Jason Isbell and the 400 Unit
The Nashville Sound
Southeastern/Thirty Tigers

The title of Jason Isbell and the 400 Unit's new album is both a description and a declaration: The Nashville Sound is exactly what you hear, and it’s that sound that exemplifies what authentic, honest-to-goodness Nashville music is today.

Isbell follows his 2015 solo offering, Something More Than Free, with his first studio recording with the 400 Unit in six years. An Alabama native now based in Nashville, Isbell is in fine voice here: clear, pointed and demanding to be heard. His last two solo albums found Isbell looking inward, especially 2013’s Southeastern. The Nashville Sound casts its net wider, but never completely away from Isbell, or characters like himself.

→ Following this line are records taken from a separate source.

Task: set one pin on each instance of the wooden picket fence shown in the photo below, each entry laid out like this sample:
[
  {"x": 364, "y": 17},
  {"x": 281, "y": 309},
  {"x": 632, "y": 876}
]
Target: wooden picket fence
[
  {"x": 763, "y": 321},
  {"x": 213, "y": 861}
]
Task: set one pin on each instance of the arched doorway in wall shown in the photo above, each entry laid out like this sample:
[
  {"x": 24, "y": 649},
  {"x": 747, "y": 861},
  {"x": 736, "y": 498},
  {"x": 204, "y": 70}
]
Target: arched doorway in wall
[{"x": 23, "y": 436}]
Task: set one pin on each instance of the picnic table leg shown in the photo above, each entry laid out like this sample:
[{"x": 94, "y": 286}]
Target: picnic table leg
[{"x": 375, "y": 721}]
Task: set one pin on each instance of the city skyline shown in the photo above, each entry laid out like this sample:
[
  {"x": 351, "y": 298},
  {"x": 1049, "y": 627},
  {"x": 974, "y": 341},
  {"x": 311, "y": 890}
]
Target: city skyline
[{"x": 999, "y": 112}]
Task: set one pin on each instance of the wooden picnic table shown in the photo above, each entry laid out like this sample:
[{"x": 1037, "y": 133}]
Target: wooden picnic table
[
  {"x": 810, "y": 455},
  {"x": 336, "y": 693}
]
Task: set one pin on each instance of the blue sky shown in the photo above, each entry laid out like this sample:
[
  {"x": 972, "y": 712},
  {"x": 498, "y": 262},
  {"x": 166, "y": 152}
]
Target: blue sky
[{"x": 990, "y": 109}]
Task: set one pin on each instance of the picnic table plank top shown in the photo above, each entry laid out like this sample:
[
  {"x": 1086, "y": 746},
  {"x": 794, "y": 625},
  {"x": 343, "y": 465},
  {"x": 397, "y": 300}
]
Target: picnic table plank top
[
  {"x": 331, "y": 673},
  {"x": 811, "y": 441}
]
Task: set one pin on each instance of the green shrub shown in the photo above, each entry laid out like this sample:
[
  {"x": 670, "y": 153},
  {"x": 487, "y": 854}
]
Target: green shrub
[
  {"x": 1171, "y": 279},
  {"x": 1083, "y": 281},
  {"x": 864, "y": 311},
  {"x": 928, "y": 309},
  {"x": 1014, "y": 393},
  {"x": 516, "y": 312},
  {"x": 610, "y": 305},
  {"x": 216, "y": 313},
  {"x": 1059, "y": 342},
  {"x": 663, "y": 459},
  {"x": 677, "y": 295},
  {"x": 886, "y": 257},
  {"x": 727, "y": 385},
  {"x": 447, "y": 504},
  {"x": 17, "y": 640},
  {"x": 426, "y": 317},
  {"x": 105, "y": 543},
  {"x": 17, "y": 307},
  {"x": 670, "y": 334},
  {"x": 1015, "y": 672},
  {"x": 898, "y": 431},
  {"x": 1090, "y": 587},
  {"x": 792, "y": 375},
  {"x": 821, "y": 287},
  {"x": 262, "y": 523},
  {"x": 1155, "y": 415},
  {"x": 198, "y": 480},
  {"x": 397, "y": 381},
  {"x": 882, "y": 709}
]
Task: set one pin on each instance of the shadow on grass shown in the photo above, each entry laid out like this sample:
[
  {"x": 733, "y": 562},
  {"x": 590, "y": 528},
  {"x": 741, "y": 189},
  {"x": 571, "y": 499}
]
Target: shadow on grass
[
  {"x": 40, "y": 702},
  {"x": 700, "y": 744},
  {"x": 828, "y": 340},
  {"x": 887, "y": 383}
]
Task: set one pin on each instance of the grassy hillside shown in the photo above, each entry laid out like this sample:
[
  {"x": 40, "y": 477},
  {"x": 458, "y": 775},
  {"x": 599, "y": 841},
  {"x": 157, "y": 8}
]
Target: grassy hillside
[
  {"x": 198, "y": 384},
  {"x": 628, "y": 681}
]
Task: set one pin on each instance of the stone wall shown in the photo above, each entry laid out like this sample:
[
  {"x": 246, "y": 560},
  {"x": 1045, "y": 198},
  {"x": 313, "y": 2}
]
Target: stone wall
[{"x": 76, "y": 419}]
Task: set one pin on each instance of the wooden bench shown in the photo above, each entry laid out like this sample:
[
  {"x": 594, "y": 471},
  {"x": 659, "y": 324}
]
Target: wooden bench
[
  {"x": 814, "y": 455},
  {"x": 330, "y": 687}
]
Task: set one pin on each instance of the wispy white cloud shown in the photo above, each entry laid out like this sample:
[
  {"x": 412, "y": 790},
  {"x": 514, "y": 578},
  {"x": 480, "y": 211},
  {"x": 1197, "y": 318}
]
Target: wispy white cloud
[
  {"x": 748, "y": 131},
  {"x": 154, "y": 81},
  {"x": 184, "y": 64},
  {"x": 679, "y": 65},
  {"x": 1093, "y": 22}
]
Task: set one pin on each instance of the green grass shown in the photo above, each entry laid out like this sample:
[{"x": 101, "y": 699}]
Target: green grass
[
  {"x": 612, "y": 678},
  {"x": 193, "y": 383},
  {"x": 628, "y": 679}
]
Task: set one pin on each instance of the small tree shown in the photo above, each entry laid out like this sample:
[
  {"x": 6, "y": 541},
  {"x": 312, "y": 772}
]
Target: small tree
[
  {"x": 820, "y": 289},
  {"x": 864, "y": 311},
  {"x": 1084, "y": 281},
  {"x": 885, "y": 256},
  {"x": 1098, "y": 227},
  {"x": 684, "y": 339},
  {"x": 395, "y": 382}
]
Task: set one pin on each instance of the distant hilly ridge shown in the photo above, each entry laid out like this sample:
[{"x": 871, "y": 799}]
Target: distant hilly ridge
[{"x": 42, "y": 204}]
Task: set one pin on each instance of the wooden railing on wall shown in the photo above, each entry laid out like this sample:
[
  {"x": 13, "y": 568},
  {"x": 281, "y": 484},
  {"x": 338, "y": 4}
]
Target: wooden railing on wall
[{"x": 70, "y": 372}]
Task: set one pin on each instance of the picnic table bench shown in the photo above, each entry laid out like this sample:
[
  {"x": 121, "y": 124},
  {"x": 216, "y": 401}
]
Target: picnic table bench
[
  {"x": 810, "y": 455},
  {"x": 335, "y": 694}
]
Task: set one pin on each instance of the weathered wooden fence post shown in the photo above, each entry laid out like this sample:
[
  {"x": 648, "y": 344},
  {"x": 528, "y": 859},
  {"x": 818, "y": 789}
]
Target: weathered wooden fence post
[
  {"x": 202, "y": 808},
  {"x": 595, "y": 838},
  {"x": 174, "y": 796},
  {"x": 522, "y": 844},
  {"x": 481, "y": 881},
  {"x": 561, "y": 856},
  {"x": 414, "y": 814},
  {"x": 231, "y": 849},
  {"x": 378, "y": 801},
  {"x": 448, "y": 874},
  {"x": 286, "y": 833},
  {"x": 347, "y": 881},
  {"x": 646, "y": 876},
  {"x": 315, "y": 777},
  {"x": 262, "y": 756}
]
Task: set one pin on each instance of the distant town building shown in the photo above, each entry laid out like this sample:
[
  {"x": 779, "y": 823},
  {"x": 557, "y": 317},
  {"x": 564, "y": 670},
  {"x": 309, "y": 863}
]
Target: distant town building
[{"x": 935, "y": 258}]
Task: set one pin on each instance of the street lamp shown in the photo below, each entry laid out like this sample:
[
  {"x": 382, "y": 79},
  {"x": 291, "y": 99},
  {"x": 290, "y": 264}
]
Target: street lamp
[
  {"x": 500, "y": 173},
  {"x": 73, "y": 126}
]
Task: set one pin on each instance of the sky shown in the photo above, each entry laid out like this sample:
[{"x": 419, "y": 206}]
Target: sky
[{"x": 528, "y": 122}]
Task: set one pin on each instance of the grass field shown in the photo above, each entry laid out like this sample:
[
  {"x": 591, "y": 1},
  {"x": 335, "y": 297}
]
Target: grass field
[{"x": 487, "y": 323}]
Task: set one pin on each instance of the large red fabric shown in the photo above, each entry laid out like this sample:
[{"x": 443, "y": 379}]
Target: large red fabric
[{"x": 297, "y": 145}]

Isbell amicably left Drive-By Truckers ten years ago and released his first solo album, Sirens of the Ditch, that same year. He followed his debut with the first album to feature his new band, the 400 Unit. The album, Jason Isbell And The 400 Unit, was released in early 2009. Isbell and the band returned two years later with a second album, Here We Rest, but since 2011, Isbell has concentrated on recording as a solo artist. For this album, he decided the time was right to strike up the band again.

On The Nashville Sound, post-election blues are flung around in “Hope The High Road,” but not without an attempt at finding some hope: "Wherever you are I hope the high road leads you home again/to a world you want to live in.”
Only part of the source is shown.